熊本日日新聞編『オウム真理教とムラの論理』 葦書房  

 オウム真理教が、熊本県阿蘇郡波野村に、道場を建設したことで起こった「事件」と取組んだ、熊本日日新聞社の一連の取材が、一冊の本としてまとめられたものである。題から推測されるように、新興の宗教運動がもつ論理と、ムラの論理とが、対比されながら描かれている。報道関係者が新宗教を扱った書としては、かなり慎重に作られたものといえる。

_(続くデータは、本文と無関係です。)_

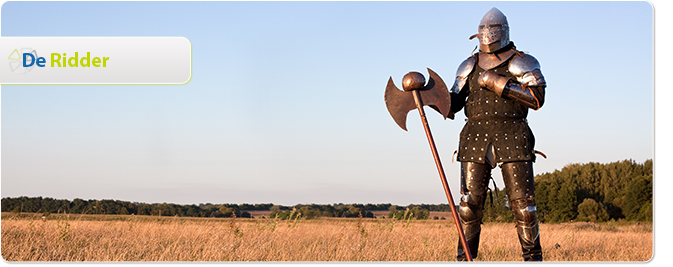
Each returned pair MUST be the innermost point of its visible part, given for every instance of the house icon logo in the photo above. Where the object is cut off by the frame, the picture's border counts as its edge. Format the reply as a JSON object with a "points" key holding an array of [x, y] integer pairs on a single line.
{"points": [[16, 64]]}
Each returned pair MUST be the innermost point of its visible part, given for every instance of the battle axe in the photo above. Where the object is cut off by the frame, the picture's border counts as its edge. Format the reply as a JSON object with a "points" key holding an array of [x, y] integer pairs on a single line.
{"points": [[416, 94]]}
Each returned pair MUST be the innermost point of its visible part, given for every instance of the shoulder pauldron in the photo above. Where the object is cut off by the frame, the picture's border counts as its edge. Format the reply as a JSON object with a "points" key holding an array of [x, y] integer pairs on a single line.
{"points": [[526, 69], [464, 70]]}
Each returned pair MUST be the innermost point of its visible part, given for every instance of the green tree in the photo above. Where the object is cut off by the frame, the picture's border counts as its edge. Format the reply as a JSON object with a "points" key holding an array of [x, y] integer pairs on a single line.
{"points": [[590, 210]]}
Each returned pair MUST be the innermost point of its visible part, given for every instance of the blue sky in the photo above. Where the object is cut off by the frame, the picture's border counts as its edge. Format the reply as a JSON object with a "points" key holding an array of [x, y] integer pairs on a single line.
{"points": [[285, 104]]}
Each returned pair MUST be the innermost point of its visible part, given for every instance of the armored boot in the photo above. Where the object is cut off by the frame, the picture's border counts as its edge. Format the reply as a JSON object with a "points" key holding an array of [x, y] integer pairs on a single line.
{"points": [[474, 179], [518, 177]]}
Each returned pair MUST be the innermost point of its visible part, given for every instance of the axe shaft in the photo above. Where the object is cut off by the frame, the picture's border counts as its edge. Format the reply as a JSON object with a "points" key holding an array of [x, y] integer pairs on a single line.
{"points": [[438, 162]]}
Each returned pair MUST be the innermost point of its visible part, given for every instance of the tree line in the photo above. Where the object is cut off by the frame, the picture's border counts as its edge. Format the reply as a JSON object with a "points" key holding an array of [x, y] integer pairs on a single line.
{"points": [[594, 192], [108, 206], [578, 192]]}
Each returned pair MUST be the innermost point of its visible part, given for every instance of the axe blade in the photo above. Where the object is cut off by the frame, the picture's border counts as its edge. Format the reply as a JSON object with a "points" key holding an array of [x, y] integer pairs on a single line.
{"points": [[436, 95], [399, 103]]}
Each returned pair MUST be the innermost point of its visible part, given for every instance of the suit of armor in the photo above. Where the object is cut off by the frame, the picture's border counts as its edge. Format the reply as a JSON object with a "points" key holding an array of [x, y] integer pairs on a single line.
{"points": [[496, 87]]}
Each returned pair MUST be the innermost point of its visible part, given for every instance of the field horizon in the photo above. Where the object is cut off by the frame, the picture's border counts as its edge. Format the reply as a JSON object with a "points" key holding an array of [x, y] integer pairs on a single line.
{"points": [[59, 237]]}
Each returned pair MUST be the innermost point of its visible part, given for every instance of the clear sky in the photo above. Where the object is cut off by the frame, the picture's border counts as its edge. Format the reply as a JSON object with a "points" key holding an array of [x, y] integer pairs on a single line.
{"points": [[285, 104]]}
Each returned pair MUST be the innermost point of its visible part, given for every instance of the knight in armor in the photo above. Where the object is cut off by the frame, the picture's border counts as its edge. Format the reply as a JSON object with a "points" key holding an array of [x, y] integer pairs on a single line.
{"points": [[496, 87]]}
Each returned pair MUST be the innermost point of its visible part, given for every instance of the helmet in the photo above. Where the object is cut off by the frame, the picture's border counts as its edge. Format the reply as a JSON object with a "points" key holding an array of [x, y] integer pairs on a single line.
{"points": [[493, 31]]}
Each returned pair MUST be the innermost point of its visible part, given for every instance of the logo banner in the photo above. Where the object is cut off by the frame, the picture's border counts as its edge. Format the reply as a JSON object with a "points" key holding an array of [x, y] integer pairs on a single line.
{"points": [[95, 60]]}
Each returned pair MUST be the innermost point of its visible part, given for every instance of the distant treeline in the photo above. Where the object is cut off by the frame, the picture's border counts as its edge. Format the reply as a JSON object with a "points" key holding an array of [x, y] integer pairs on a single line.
{"points": [[108, 206], [588, 192], [578, 192]]}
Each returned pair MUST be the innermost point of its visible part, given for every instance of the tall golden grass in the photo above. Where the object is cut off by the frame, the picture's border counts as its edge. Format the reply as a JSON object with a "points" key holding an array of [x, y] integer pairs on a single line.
{"points": [[139, 238]]}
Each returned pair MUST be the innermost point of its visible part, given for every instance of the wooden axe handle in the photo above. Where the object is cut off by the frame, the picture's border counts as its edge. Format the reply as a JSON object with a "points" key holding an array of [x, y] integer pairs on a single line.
{"points": [[438, 162]]}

 事件の経過を追いながら、村民へのインタビューがなされているが、決して強固な反対派にだけ。焦点を当ててはいない。それぞれの立場の人間の微妙な心理の差も追っている。一方、オウム真理教の信者や、教祖の麻原彰晃への

取材もなされているが、こちらもできるだけ主観的判断を抑え、現状を感じたまま伝えようという配慮が感じられる。かつて信者であったが、今は運動を批判的に見ている人や、脱退したばかりの人にも接している。また、「被害者の会」のメンバーを含めて、信者の親たちの声も紹介されており、若者信者の論理と親の論理という対比も、興味深いものがある。

 当事者のみならず、宗教学者など、いろいろな立場の人びとの見解も、参考意見として収録してある。できるだけ客観的に問題をとらえたいという姿勢が見えて、好感がもてる。国土利用計画法違反容疑による熊本県警の強制捜査についても、いろいろな視点から扱っている。ただ、取材班による、全体的な結論は、はっきりとした形では出されていない。「事件」そのものが、まだ終りとは言えないからでもあるが、それだけではない。結論を出すことよりは、事件を語り、問題を投げかけることのほうに、重点が置かれているからであろう。

 小さな宗教運動に対する大きな社会的反響。さらに、研究者などの各様の解釈。いささかでも社会常識に挑戦する新宗教運動に対して、現代日本人がどのように反応するかの縮図が、本書から見えてくる。考えさせるところのある書である。